There is a particular pleasure in drinking wine where it was born – something that Karma Members are in the perfect position to indulge. Take Karma Borgo di Colleoli in Tuscany for example: you can indulge in Chianti Classico poured at harvest lunches on biodynamic estates, Sangiovese shimmering garnet in the afternoon light. Or nearby Languedoc, where guests at Karma Chateau de Samary near Carcassonne discover that Minervois, Corbières and Fitou remain among France’s most underrated and historic appellations – serious, sun-driven wines at refreshingly unserious prices.
Andalusia offers its own revelations. From Karma La Herriza in Gaucín, the mountain roads lead to Ronda’s thrilling yet stately wine revival, where old-vine Grenache producers like Descalzos Viejos are rewriting southern Spain’s vinous story. Greece, meanwhile, is mid-renaissance: Karma Minoan on Crete positions guests perfectly for the ancient grape moments, like Assyrtiko from Santorini or Vidiano from Crete – both strikingly alive in the glass.

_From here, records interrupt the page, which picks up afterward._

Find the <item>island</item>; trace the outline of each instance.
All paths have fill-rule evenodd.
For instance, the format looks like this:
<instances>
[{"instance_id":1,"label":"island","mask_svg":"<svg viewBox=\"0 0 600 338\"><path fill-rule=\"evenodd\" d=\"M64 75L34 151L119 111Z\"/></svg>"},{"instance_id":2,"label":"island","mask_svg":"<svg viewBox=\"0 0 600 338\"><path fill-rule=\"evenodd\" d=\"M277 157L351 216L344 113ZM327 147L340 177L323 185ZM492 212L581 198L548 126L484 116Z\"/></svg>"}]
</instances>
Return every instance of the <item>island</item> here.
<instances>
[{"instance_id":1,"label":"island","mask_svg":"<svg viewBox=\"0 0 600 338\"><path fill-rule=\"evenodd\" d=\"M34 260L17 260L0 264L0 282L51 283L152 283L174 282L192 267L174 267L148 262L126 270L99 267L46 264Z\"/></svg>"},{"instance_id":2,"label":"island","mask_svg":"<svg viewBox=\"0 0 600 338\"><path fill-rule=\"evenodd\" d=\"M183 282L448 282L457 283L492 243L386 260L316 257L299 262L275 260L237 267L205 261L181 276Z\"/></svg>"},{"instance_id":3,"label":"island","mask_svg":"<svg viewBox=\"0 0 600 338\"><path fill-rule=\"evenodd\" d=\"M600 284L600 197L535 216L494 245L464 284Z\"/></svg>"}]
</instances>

The New World surprises, however, belong to this decade. Near Karma Sunshine Village outside Bangalore, the high-altitude Nandi Hills vineyards, home to Grover Zampa and Fratelli estates, two of India’s premier wine producers and among the wine world’s more underreported stories. In the UK, Karma Salford Hall in the Vale of Evesham sits among Cotswolds producers whose sparkling wines are gamely taking on Champagne and Prosecco in blind tastings. At Karma Lake of Menteith in Stirling, that same subversive pleasure arrives loch-side (though let’s be honest, it’s the whisky we’re really here for!). And Karma Bavaria in Schliersee offers the perfect scenic gateway into the Riesling heartlands of the Rhine and Mosel. The glass, wherever you raise it, has never looked more inviting.